The Book of Songs





Textual Difficulties


The Classic of Poetry or Book of Odes is a collection of verses from roughly 1000 BC to 600 BC. It thus rather fully represents the first historical period in China, the Jo (Zhou) dynasty (1045-256 BC.) The Poetry Classic is more or less contemporary with the Homeric poems, and like them it is a collection of traditional oral poetry which achieved a nearly scriptural status in the first few centuries after it was written down.

            Confucius (551-479 BC) knew this collection in a form that at least approximated that we have in hand today, and quoted it with high reverence. When Confucianism was made the official ideology of the state, in the Han dynasty (206 BC - 220 AD), the poetry classic developed a body of traditional commentaries that brought it into line with its educational role. Every poem was explained as an allusion to this or that historical figure, with morally edifying conclusions. Any textual difficulty was explained fancifully away to arrive at the appropriate goody-goody pious sentiment. Later literary tradition, which included the earliest dictionaries (on which all the later ones were based) accepted the orthodox “Confucian” interpretations of difficult words and constructions.

            Historical and accurate readings of the Poetry Classic begin in the nineteenth century with western scholarship. Of the English translations, of which there are four, Legge still relies on the traditional glosses. Waley is free of these, but he emends the text with a trust in his instinct which cannot always be endorsed by our present knowledge of Ancient Chinese grammar.  Nonetheless, it should be noted that Waley’s solutions to the textual problems are almost uniformly brilliant, and my debt to him is enormous.
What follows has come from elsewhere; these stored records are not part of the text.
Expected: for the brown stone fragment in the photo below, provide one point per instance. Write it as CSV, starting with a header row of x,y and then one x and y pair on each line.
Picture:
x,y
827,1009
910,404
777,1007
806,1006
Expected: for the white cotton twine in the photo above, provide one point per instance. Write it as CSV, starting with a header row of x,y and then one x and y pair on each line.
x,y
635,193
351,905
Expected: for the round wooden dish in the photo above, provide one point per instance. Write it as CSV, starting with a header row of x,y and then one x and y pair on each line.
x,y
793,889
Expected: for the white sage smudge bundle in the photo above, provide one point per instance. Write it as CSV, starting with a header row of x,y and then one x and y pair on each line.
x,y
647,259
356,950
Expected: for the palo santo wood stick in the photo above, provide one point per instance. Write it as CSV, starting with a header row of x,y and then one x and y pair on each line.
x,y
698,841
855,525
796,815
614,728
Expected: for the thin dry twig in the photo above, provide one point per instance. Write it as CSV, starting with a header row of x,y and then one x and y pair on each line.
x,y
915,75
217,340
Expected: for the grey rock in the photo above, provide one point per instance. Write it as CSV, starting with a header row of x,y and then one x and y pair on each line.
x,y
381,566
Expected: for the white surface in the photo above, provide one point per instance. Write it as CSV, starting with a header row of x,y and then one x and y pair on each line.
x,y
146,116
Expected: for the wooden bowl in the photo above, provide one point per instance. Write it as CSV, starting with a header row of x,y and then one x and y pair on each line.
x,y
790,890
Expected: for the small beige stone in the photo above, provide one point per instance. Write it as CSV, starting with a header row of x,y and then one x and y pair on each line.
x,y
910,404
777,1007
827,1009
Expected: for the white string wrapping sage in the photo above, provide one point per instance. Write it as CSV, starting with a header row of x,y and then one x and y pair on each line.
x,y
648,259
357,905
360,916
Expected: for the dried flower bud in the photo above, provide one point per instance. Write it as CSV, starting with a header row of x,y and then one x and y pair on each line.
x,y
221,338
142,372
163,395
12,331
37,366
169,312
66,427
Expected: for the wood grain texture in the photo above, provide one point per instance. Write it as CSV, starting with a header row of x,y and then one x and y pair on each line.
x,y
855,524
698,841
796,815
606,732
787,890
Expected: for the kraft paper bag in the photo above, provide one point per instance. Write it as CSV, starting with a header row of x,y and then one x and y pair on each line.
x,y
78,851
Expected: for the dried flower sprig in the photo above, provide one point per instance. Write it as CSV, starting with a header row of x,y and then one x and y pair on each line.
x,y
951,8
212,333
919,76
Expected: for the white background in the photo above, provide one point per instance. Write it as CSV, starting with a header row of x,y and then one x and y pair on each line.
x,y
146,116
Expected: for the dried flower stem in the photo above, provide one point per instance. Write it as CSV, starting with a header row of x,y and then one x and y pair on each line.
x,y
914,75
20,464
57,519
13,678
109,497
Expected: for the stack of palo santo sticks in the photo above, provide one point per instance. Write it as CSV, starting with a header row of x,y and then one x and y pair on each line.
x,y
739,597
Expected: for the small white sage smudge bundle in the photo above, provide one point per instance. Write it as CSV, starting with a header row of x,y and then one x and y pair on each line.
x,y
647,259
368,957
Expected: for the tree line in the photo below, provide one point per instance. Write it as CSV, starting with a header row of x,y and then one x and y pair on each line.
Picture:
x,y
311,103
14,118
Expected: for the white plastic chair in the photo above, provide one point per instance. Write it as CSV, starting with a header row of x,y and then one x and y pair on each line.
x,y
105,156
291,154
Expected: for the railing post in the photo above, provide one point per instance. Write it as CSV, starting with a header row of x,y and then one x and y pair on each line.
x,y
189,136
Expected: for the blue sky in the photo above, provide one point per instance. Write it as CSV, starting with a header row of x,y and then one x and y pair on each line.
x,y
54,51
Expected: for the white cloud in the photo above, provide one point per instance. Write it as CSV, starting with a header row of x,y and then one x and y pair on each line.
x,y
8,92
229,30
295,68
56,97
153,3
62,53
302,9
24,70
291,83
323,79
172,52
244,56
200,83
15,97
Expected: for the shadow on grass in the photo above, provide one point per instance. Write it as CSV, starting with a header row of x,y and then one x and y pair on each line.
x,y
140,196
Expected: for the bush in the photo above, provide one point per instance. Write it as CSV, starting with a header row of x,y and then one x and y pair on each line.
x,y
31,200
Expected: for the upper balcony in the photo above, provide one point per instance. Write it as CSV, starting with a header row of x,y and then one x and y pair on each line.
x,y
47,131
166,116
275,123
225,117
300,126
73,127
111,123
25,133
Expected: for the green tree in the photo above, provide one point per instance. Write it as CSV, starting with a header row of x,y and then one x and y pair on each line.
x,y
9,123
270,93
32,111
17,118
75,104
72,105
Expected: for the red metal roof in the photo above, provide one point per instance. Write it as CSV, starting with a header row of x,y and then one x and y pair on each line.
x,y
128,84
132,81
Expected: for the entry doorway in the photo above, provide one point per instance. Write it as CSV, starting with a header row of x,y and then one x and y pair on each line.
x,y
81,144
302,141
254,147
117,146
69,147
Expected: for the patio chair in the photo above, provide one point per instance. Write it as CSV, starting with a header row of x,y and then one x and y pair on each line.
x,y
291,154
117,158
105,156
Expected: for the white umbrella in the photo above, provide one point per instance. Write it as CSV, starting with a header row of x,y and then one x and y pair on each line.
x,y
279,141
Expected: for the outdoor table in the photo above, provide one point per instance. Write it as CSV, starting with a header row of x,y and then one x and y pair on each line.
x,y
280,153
Pound’s renderings, though the only ones which one could enjoy as poetry, give no clear idea of the meaning of the original text. Still, Pound’s notion that the flavor of archaic Chinese verse could be conveyed by pseudo-Elizabethan ballad style, is clever.

            The only scientifically researched and lexically accurate version is Bernhard Karlgren’s (1889-1978). This Swedish Sinologist, whose researches tower above those of his fellows, published his translation and commentary in the 1940’s and 50’s. Karlgren is unique in resolving the lexical problems by comparing the way the troublesome words are used in other early texts. Karlgren’s work should be referred to by all students who wish a clear, literal and didactic rendering with philological notes. In fine, Karlgren is a reliable trot.

            I hope that my translation will prove to be both literary and accurate. As regards the latter concern, I believe I may even have a little something useful to add to the scholarship: my understanding of the Classical grammar.  This permits me to resolve certain problems, and authorizes me to indicate where the text is really too corrupt to permit any reading.



Value of the Book


I am translating this book in its entirely because it is, arguably, the single most valuable book we possess from Ancient China. Poetry in ancient societies, like the novel in modern ones, provides the most vivid and truthful account of lived life. It tells what people were really like, enables one to almost breathe the air of another epoch.

            To approach the more profound and abstract texts, like the Analects or the Dao De Jing, without first learning their context from the Classic of Poetry, will be to miss much of their point and to mistake their tone wholly. Thus a full and readable rendering of this entire classic seemed the most useful service I could perform.